Experts believe that AI models will improve with the speed, decreased latency and increase in capacity that 5G can provide.

"You're able to get into multi-gigabit speeds, you're able to get into latency that's operating at sub-10 milliseconds," Jack Fritz, principal for technology, media and telecommunications at Deloitte, said. "And you're able to really improve reliability."

It isn't just that 5G could bring upgrades to AI, but the opposite is true as well. AI can help route traffic and balance loads in the 5G network.

"AI makes 5G better in [regards to] network performance, simplifying deployments and enhancing service quality," Loucks said.

But 5G remains a young technology that still has yet to be rolled in out in many parts of the country, which means many are still trying to understand its capabilities.

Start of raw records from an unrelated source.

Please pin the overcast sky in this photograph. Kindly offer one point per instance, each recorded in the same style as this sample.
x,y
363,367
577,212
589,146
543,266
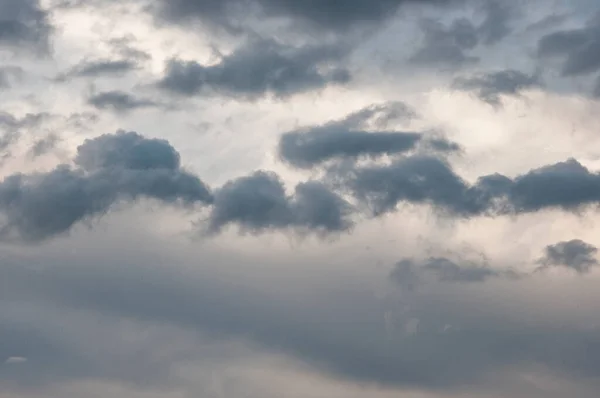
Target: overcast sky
x,y
299,199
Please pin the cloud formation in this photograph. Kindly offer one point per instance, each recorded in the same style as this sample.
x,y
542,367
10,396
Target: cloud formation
x,y
575,254
428,180
258,202
110,168
119,101
578,49
257,69
98,68
410,273
364,133
327,15
24,24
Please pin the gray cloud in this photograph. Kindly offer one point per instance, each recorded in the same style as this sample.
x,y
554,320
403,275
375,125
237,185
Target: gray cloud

"We are just at an early stage here because 5G has not been fully rolled out to the extent that all the functions and features … are available now," Bieler said.

The intelligent edge

Where these technologies will interact is mainly at the edge of the network, by utilizing a combination of processing power, artificial intelligence and advanced connectivity like 5G, Loucks said.

The intelligent edge is defined by devices distributed throughout a network and close to the users or appliances creating data that have the benefits of AI processing and 5G connectivity, allowing them to function more independently and efficiently.

"AI really helps in delivering the ultimate performance on the devices and certainly plays a significant role in network management as well as network deployment and planning," Fritz said.

By adding AI and 5G to the network, the possibilities for different use cases increase as well as the efficiency of current processes.

"This makes certain usage scenarios possible that traditionally would not have been possible, like a smart port for instance, or like a fully automated manufacturing environment," Bieler said.